Britain and the European Union are at loggerheads over government demands to rewrite the Brexit deal for Northern Ireland and strip EU courts of their right to police the agreement. Read more: UK demand rewrite of Brexit deal for Northern Ireland

UK demand rewrite of Brexit deal for Northern Ireland

Britain and the European Union are at loggerheads over government demands to rewrite the Brexit deal for Northern Ireland and strip EU courts of their right to police the agreement.

In a series of proposals published yesterday ministers said Brussels must allow goods that do not meet European standards to continue to be sold in the province and reduce the number of checks on products being sent across the Irish sea.

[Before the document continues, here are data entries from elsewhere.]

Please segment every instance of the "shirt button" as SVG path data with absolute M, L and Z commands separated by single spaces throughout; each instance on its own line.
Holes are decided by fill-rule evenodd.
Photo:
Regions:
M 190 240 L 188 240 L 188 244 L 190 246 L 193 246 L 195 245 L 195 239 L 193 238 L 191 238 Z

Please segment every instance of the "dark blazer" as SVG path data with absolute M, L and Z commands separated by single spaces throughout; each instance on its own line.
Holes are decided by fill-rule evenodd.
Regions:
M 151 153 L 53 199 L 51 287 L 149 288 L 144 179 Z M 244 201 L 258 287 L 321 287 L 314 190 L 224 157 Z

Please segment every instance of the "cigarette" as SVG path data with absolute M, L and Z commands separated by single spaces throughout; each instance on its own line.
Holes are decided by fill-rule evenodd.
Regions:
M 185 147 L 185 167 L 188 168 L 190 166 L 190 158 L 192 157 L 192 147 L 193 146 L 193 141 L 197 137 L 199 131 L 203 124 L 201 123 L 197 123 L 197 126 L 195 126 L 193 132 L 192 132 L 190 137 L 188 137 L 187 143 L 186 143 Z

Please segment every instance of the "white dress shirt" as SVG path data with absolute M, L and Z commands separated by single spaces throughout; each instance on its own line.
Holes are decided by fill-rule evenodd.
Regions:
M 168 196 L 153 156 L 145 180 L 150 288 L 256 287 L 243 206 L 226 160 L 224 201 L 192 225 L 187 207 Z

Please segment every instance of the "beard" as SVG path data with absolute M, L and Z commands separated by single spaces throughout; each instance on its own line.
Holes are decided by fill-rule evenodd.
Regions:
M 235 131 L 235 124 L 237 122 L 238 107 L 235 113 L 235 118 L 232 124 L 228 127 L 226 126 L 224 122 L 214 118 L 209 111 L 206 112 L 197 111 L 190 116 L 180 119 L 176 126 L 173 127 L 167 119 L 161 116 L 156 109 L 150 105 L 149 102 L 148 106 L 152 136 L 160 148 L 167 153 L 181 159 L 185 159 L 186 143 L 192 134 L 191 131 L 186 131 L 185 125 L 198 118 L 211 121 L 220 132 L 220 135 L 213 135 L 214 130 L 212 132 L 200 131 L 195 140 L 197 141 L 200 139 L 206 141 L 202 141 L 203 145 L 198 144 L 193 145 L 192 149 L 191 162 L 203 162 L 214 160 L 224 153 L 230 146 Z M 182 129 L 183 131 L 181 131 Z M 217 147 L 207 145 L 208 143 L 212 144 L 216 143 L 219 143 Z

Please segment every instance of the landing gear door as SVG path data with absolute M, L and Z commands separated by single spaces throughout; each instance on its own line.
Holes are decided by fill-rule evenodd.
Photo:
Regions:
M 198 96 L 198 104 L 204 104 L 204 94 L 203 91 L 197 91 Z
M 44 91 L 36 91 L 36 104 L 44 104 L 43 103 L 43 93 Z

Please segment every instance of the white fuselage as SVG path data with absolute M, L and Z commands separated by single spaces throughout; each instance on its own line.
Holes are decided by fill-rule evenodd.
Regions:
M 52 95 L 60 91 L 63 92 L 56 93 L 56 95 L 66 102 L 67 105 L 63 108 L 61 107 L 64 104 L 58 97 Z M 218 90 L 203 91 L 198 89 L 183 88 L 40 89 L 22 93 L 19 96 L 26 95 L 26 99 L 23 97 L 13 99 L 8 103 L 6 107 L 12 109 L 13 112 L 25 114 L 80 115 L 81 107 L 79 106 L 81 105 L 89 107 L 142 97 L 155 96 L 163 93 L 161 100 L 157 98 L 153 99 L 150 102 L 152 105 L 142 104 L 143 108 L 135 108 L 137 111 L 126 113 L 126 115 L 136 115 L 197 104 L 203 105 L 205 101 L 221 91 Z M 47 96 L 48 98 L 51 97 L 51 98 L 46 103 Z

Lord Frost, the Brexit minister, also insisted the EU must give up its right to take disputes over the Northern Ireland protocol to the European Court of Justice.

It came as the chairman of Marks & Spencer, Archie Norman, said there would likely be “gaps on shelves” in Northern Ireland once light-touch export rules end in September.

“This Christmas, I can tell you already, we’re having to make decisions to delist product for Northern Ireland because it’s simply not worth the risk of trying to get it through,” he told BBC Radio 4’s Today programme. “We’ve already made that decision. We’re waiting to see how serious it’s going to be, but if it’s anything like southern Ireland [the Republic of Ireland], and at the moment it’s set to be, then it’s going to be very, very serious for customers.”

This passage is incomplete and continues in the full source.